/genea

Scrape parent-child relationships from Wikipedia infoboxes.

Primary LanguagePythonMIT LicenseMIT

Genea

Pronounced "genie". Scrape parent-child relationships from Wikipedia infoboxes.

Why Infoboxes?

Infoboxes give us a digest of a particular Wikipedia page, in addition to the relational information that we'll need to build a tree.

infobox_washington.png

Modified infobox as seen on the Wikipedia page for George Washington

In the image above, we can see rows of data under the "Personal Details" section; each of these rows contain a header (bolded text) and (typically) associated links.

We'll use regular expression patterns to match with these headers, some of which provide ancestral relationships ("Parents", in this case), some provide descendant relationships ("Children"), and others that could provide extra links that we can walk out from ("Relatives").

Let's try out the above example.

Installation

Clone this repository to your local machine with git, then install with Python.

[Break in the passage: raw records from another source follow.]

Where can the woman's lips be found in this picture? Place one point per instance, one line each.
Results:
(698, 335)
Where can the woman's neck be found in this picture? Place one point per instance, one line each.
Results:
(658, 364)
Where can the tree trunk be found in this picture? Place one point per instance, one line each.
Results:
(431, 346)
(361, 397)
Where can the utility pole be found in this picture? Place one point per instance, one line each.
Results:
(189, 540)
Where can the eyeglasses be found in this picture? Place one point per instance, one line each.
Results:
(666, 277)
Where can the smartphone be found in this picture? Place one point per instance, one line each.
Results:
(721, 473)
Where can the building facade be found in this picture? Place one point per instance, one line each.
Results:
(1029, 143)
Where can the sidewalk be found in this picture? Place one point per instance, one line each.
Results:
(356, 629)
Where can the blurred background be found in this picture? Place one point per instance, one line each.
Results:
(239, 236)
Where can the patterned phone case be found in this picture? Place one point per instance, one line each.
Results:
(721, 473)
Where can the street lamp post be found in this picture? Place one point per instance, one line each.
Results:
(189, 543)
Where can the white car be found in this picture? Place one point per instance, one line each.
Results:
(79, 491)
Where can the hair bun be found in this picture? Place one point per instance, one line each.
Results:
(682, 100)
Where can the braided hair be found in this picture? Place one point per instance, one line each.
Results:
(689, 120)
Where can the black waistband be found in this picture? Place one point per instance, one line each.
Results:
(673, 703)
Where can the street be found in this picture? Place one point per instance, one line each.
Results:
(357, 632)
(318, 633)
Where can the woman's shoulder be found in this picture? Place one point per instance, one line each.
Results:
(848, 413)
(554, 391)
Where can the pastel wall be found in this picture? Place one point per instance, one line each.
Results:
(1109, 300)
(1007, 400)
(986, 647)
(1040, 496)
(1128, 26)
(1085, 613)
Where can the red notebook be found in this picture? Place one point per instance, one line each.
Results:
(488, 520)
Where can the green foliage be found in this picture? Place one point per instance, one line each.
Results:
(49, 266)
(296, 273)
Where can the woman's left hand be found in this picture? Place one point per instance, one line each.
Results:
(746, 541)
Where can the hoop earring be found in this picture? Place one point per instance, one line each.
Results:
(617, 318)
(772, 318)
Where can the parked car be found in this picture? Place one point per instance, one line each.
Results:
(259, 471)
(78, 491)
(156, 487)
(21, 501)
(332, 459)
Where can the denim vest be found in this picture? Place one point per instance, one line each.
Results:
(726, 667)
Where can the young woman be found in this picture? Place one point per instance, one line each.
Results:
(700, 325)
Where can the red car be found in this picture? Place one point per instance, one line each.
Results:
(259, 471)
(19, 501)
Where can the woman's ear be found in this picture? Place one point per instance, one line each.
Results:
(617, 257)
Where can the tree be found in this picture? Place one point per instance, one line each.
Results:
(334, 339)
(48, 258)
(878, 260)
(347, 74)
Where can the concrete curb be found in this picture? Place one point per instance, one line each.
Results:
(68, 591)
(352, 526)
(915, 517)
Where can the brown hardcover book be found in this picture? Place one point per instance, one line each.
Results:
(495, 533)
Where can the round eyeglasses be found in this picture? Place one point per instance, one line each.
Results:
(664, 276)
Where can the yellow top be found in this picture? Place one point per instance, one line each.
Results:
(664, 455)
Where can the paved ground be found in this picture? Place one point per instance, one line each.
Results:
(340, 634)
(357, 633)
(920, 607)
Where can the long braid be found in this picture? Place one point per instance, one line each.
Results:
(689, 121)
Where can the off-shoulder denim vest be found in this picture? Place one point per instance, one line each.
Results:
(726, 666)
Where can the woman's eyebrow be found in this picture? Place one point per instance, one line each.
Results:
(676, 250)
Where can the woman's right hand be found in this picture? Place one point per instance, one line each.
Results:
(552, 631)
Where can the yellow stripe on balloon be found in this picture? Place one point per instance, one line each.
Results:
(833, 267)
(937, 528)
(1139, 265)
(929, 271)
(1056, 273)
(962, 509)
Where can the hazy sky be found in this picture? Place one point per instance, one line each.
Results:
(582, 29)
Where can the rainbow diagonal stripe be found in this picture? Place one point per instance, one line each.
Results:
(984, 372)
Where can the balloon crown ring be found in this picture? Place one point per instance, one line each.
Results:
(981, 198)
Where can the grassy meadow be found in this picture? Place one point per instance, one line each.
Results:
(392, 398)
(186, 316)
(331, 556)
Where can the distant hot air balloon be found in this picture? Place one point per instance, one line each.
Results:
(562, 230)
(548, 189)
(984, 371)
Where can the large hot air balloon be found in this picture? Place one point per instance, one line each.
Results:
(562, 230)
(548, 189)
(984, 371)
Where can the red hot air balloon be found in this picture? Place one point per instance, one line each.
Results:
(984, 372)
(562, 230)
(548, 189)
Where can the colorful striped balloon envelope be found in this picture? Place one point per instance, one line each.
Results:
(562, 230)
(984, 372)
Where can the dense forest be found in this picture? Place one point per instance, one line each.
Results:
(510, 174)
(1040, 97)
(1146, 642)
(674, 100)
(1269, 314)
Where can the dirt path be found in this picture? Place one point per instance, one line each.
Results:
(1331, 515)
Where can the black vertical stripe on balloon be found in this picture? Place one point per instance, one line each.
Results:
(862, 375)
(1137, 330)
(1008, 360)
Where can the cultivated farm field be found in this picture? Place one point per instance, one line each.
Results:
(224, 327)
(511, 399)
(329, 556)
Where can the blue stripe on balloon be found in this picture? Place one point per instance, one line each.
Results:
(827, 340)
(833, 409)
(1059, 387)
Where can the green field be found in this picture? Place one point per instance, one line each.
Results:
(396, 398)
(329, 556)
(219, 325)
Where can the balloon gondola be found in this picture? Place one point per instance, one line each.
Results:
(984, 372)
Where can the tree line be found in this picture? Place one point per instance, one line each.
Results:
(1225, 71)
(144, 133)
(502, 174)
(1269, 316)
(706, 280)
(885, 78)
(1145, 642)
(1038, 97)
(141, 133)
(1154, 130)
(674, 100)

git clone https://github.com/shanedrabing/genea.git
cd genea
python setup.py install

Getting Started

Run the program with Python.

python genea.py "George Washington" "^Parent" "^Child"

Positional Arguments

  • term : Search term. Redirects to initial Wikipedia page.
  • pre : (optional, regex) If matched, will add ancestor.
  • post : (optional, regex) If matched, will add descendant.

Named Arguments

  • -n [STEPS] : How many steps to walk from initial page?
  • -e [EXTRA] : (regex) If matched, will add additional links (no relation).

Text Output

ANCESTORS of George Washington
├── Augustine Washington Sr.  
│   ├── Mildred Gale
│   │   └── Augustine Warner Jr.
│   │       └── Augustine Warner
│   └── Lawrence Washington
│       └── John Washington
│           └── Lawrence Washington
└── Mary Washington

DESCENDANTS of George Washington
└── John Parke Custis
    ├── George Washington Parke Custis
    │   ├── Mary Anna Custis Lee
    │   │   ├── Eleanor Agnes Lee
    │   │   ├── George Washington Custis Lee
    │   │   ├── William Henry Fitzhugh Lee
    │   │   ├── Robert E. Lee Jr.
    │   │   ├── Mildred Childe Lee
    │   │   ├── Anne Carter Lee
    │   │   └── Mary Custis Lee
    │   └── Maria Carter Syphax
    ├── Martha Parke Custis Peter
    ├── Elizabeth Custis Law
    └── Eleanor Parke Custis Lewis

Motivating Examples

Try out these other searches! Genea is intended to be general, meaning that any infobox labels you find can define the relationships between pages.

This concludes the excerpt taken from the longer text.